Vu qu'on parle jouabilité, faisons un tour d'horizon des nombreux objets proposés et de leur utilisation. Bon, en réalité, ils ne sont pas très nombreux, et on s'étonne de voir l'inventaire se remplir franchement vite, d'autant plus que les grands classiques s'enchaînent les uns après les autres (lanterne, boomerang, bombes, arc, grappin…), reprenant notamment à l'identique des éléments de gameplay d'Ocarina of Time avec un insolent manque d'originalité. On pense notamment au combo tunique bleue + bottes de plomb, permettant à Link de marcher sous l'eau tout en s'affranchissant de la jauge de vie en apnée. Néanmoins, cette combinaison trouve un prolongement intéressant avec les "hydrobombes" conçues exclusivement pour les explosions sous-marines. Il y a par ailleurs trois types de bombes, et des sacs plus grands à récupérer, tout comme le carquois permettant d'embarquer plus de flèches, cela au travers de quêtes annexes et de mini-jeux sympathiques qui égaient grandement la quête lorsque celle-ci pourrait sembler trop glauque. Mention à la partie de pêche, notamment en barque, qui se montre incroyablement apaisante, bien davantage que dans son modèle à mes yeux. Traquer les couples d'insectes dorés pour satisfaire la collection de l'extravagante mais attachante princesse Machaon constitue également une recherche agréable imposant de bien fouiller les moindres recoins d'Hyrule, même si c'est une tâche bien moins compliquée que de rassembler les 60 âmes errantes à travers la map (alors que leur quantité par zone est clairement explicitée, pour le coup). D'autres activités supplémentaires sont à compléter et pourront vous faciliter l'aventure, et pour ma part j'ai pris beaucoup de plaisir à m'y adonner entre deux donjons, renforçant pas mal une durée de vie déjà assez conséquente.

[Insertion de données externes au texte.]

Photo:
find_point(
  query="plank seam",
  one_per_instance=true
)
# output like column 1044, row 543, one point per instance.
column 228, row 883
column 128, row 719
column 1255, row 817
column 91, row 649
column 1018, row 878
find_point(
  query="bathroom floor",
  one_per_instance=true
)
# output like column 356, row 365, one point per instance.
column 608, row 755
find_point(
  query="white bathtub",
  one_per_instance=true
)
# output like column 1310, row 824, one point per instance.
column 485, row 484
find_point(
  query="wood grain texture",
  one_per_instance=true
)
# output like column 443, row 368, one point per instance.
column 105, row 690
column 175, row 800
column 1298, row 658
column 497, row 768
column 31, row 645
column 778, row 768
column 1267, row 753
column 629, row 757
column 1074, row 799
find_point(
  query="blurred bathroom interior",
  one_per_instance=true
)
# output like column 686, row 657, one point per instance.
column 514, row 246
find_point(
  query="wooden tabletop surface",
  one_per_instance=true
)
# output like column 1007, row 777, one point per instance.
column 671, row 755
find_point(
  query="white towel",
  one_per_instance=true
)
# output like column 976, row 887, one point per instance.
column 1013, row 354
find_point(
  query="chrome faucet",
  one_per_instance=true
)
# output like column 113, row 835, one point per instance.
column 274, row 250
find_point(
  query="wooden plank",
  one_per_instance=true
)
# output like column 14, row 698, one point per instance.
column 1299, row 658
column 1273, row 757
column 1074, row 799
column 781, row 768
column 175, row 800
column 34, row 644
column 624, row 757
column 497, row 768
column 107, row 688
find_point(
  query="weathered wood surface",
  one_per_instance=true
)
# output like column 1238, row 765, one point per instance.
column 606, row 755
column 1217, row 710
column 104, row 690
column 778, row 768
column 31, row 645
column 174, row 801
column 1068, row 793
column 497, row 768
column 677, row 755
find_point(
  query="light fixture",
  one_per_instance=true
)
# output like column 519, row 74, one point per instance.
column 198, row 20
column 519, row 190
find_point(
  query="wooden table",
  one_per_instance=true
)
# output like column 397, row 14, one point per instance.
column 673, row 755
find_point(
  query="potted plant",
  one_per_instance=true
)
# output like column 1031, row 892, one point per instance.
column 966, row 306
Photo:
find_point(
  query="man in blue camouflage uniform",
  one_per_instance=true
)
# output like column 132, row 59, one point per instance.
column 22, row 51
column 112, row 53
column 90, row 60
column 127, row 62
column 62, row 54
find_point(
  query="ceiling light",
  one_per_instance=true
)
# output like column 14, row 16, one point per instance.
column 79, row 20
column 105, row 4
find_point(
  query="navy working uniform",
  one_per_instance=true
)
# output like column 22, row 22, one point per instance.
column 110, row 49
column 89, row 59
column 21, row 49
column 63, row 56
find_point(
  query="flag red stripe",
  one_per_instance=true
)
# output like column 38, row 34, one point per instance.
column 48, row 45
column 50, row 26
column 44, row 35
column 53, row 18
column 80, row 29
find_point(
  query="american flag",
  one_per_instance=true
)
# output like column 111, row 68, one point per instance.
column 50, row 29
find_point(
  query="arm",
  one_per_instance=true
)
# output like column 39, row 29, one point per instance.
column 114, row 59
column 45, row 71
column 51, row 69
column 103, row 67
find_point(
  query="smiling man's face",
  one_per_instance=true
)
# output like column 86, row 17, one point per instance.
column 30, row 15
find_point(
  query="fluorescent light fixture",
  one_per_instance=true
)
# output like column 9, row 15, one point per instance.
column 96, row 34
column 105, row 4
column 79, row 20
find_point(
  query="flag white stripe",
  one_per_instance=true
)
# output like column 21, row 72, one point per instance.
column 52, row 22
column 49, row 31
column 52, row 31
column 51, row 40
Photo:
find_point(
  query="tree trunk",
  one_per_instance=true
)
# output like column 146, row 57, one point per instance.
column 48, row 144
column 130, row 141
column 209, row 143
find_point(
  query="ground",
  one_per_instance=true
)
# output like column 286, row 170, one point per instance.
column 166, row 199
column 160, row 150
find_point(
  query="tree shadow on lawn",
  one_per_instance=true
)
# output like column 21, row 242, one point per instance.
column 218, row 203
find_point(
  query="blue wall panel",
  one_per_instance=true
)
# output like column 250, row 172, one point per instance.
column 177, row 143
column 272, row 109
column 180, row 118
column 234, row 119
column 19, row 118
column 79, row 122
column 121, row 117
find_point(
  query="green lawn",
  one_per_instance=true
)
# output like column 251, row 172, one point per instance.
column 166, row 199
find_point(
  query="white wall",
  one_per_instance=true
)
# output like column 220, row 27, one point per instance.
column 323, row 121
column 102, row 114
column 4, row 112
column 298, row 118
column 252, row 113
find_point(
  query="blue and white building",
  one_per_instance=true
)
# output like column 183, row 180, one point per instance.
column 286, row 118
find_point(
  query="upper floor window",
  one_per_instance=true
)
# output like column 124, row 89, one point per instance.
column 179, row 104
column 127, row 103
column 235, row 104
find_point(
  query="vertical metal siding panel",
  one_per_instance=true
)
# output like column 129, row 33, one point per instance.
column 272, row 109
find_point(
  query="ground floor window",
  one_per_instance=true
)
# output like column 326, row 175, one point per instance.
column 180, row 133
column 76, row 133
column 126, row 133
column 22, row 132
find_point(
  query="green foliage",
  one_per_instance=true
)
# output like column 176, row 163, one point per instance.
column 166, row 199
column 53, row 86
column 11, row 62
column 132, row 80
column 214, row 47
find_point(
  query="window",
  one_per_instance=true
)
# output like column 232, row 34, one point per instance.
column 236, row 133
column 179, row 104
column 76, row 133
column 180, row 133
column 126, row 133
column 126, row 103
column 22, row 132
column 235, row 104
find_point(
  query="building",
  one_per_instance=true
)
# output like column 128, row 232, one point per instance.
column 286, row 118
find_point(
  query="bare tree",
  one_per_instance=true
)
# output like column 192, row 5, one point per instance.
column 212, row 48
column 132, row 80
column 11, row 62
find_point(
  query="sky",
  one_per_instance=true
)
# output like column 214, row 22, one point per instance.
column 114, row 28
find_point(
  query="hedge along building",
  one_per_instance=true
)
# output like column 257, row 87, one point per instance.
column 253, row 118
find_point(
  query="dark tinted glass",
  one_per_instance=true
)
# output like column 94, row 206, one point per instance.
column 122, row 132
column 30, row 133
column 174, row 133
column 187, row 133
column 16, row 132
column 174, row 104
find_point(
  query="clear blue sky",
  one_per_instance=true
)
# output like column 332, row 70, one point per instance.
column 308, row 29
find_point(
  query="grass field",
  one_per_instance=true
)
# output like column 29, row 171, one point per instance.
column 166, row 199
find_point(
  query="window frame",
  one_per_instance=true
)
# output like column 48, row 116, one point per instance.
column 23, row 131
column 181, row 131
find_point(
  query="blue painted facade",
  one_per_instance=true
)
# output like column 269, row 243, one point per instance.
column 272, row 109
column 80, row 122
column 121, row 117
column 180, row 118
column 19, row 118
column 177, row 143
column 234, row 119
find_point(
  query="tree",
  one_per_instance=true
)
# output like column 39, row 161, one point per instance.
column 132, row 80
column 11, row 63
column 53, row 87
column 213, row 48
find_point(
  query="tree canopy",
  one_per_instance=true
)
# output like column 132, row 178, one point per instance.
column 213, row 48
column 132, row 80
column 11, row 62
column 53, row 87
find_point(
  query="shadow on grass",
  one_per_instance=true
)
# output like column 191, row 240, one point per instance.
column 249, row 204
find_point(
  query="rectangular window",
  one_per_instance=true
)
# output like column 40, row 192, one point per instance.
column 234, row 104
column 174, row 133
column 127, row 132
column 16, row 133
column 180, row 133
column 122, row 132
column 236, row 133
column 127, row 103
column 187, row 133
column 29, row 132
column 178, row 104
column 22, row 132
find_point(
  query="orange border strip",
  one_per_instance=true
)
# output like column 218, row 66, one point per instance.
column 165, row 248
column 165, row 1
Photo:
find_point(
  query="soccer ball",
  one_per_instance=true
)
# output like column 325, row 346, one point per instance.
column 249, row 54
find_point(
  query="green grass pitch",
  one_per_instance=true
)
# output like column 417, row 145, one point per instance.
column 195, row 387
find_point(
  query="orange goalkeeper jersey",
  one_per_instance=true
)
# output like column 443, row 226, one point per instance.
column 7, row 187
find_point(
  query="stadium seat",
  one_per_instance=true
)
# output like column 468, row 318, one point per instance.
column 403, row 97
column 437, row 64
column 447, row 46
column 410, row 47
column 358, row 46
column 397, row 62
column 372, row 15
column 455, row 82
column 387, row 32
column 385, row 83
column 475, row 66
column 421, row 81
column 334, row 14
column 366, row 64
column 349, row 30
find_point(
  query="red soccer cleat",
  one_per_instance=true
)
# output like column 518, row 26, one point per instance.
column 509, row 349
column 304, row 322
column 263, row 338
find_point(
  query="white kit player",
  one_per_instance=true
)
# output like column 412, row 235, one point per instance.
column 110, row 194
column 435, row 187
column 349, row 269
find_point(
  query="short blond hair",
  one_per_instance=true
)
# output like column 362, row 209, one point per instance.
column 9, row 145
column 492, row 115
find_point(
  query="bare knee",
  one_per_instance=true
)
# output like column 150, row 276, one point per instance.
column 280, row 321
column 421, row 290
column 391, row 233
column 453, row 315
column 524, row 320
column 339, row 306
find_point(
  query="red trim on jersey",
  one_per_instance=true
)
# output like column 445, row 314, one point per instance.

Pour en revenir aux items, ce Zelda propose évidemment son lot de nouveautés. Si l'on ne peut que regretter la disparition de la feuille de Wind Waker permettant de flotter dans les airs (habilement remplacée par les bonnes vieilles poules, même si celles-ci ne sont présentes qu'en de rares occasions), on appréciera l'arrivée de quelques nouveaux objets au maniement et aux possibilités étonnantes. D'abord l'"aréouage", sorte de… euh… rouage mécanique permettant de grinder sur des rails incrustés dans les murs, et plus rarement, d'activer certains mécanismes. L'engin est surprenant au début et ne semble pas avoir sa place dans un Zelda, mais on y prend vite goût, et la sensation de vitesse lorsqu'on en use est rapidement grisante. Ensuite, le boulet surpuissant (mais lourd à porter) qui permet de fracasser à courte distance des ennemis en un seul coup, ainsi que d'autres obstacles solides (armures, blocs de glace…). Cette nouvelle arme dévastatrice devient rapidement un allié de choix dans certains combats délicats. Enfin, la baguette magique qui donne vie aux statues et leur permet de nous suivre constitue l'élément majeur d'un donjon bien précis, avant de servir à une progression intéressante mais quelque peu trop assistée en vue d'une étape ultérieure. L'effet reste sympathique, et tout comme chaque objet, son utilisation ne se limite pas au seul donjon où on l'y trouve, mais il sert de nouveau en d'autres occasions (parfois indispensables pour progresser). De manière générale, le fait que Twilight Princess exige d'utiliser régulièrement les différents objets obtenus dans les donjons ou au cours de votre exploration est un petit plus non négligeable, amenant le joueur à profiter de la grande diversité de gameplay qu'il propose. Et tout ça, ce n'est qu'une partie de ce qui est proposé du côté de Link !

 

 

 

 

 

En effet, la version animale de notre héros légendaire bénéficie de ses propres spécificités (liées ou non à l'aide de Midona, surtout utile dans le cadre de combats de groupe ou de phases d'escalade aussi spectaculaires que guidées). L'une des plus séduisantes consiste à exploiter les sens bien particuliers du loup. Celui-ci peut retenir des odeurs de personnages passés par un lieu particulier pour user de son flair et suivre leur trace, au travers d'une interface aux effets "lunettes de visée nocturne" dont on apprend vite à ne plus jamais se passer, tant elle peut révéler d'éléments intéressants. Je pense ici à des âmes perdues dans le monde du crépuscule dont on peut écouter les pensées, aux spectres dont on doit arracher les âmes, à certains ennemis invisibles de leur statut de fantômes. Cela révèle également des zones clairement mentionnées comme "à creuser", et qui recèlent soit des rubis, soit des cœurs, soit des passages sous un mur ou des cavernes secrètes. Le loup peut aussi discuter avec tous les animaux rencontrés (y compris les fameuses poules !), ainsi que "chanter" sur la base de ses magnifiques hurlements dans certaines séquences envoûtantes au possible. L'une d'entre elles invoquera notamment de temps en temps un spectre de loup que Link doit aller retrouver sous sa forme humaine pour enclencher une scène de rencontre surnaturelle avec un guerrier fantôme lui apprenant de nouvelles techniques d'utilisation de l'épée et du bouclier, ce qui constitue un très gros point fort dans le but de complexifier les combats et de varier les attaques.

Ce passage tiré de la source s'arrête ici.